Living in “pick-me” mode comes with personal costs. This behavior can manifest as constantly putting others’ needs before your own or feeling inferior when you don’t receive the attention you crave. At first, it might seem harmless, but over time, it can erode your self-esteem. Seeking validation often leaves you feeling empty and unfulfilled. Ultimately, your worth isn’t tied to someone else’s choices. When you embrace your authentic self, the right people will naturally gravitate toward you. 

Another game-changer? Decentering men. And no, I don’t mean ignoring or dismissing the men in your life—I mean not placing your worth in their hands. When you stop looking for validation from them, you can finally start seeing yourself as the main character in your own story. Focus on your passions, your friendships, and the things that light you up. 

This shift doesn’t just help you. It disrupts those tired, old narratives that tell us women have to compete for attention. It challenges the idea that men are the gatekeepers of our worth. When we, as women, stop trying to outshine each other for male approval, we open the door to deeper, more authentic relationships—both with ourselves and others.

It’s also worth mentioning that “pick-me” energy doesn’t only hurt women. It traps men, too, reinforcing the pressure they feel to measure their value by how many women are vying for their attention. It’s an outdated, unhealthy dynamic for everyone involved. By choosing authenticity, we can create a space where we’re all free to just be ourselves—no performances, no competing, no “picking.”

Breaking free from “pick-me” energy isn’t just a relief; it’s liberating. When you stop chasing validation, you stop carrying the weight of others’ expectations. You start trusting your own voice. Conversations become more fulfilling because you’re not trying to prove anything. You’re just showing up as you—and that’s more than enough.

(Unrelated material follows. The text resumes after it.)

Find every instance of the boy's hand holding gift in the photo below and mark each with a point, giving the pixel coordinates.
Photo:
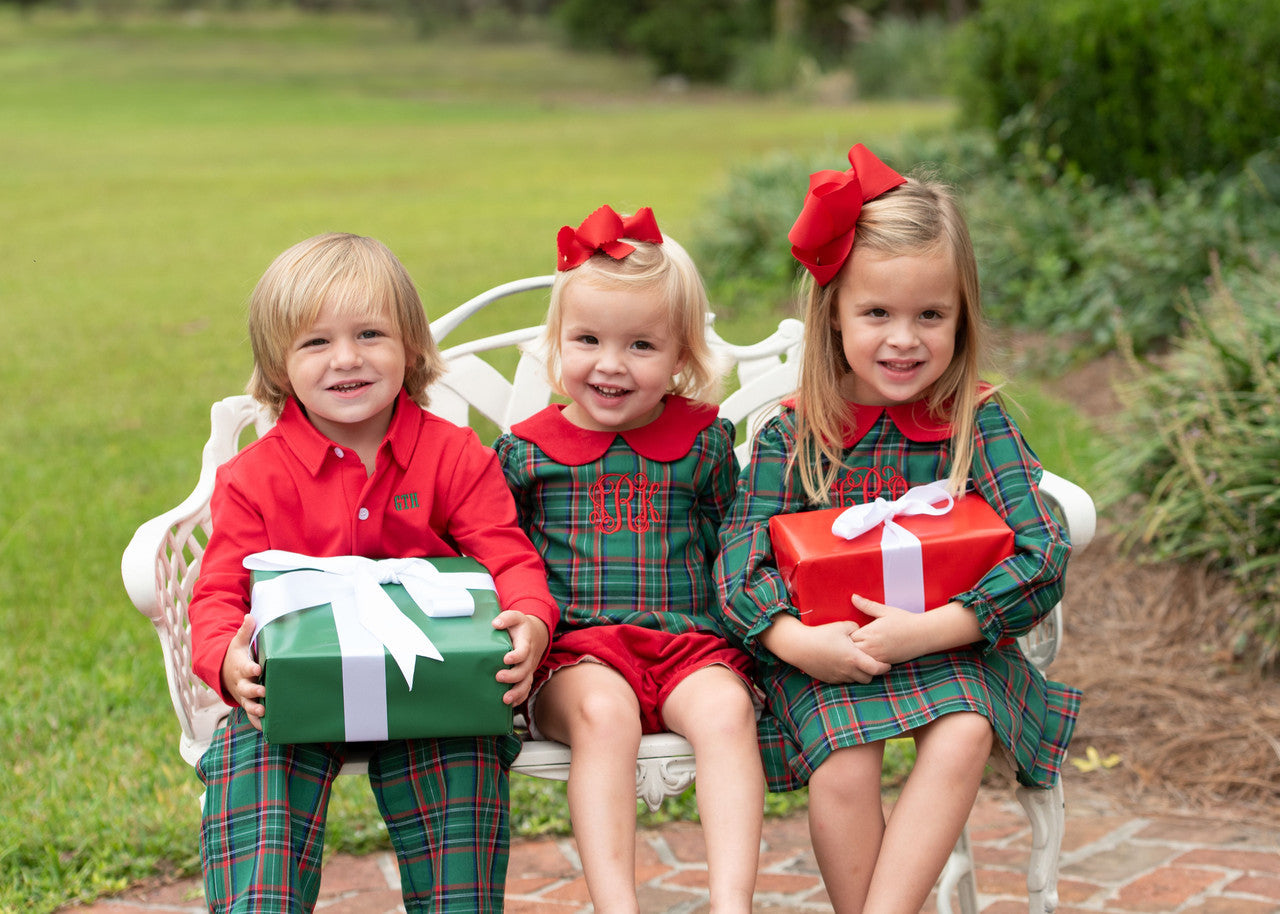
(529, 640)
(241, 673)
(888, 561)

So, how do you break free from “pick-me” energy? It’s different for everyone, but a good place to start is by reconnecting with yourself. What do you love about you? What makes you feel alive? Write it down if that helps. Practice setting boundaries and honoring your own needs. Surround yourself with people who celebrate the real you. And, as cheesy as it sounds, remind yourself daily that you are worthy of love, respect, and joy—just as you are.

Next time you catch yourself slipping into that old pattern, stop and take a breath. Remind yourself that you don’t need to compete for anyone’s attention. The right people will see you, appreciate you, and choose you—not because you’re performing for them, but because they’re drawn to the real you. Embrace that truth, and you’ll find that the spotlight isn’t something to compete for; it’s a place you naturally inhabit when you’re true to yourself.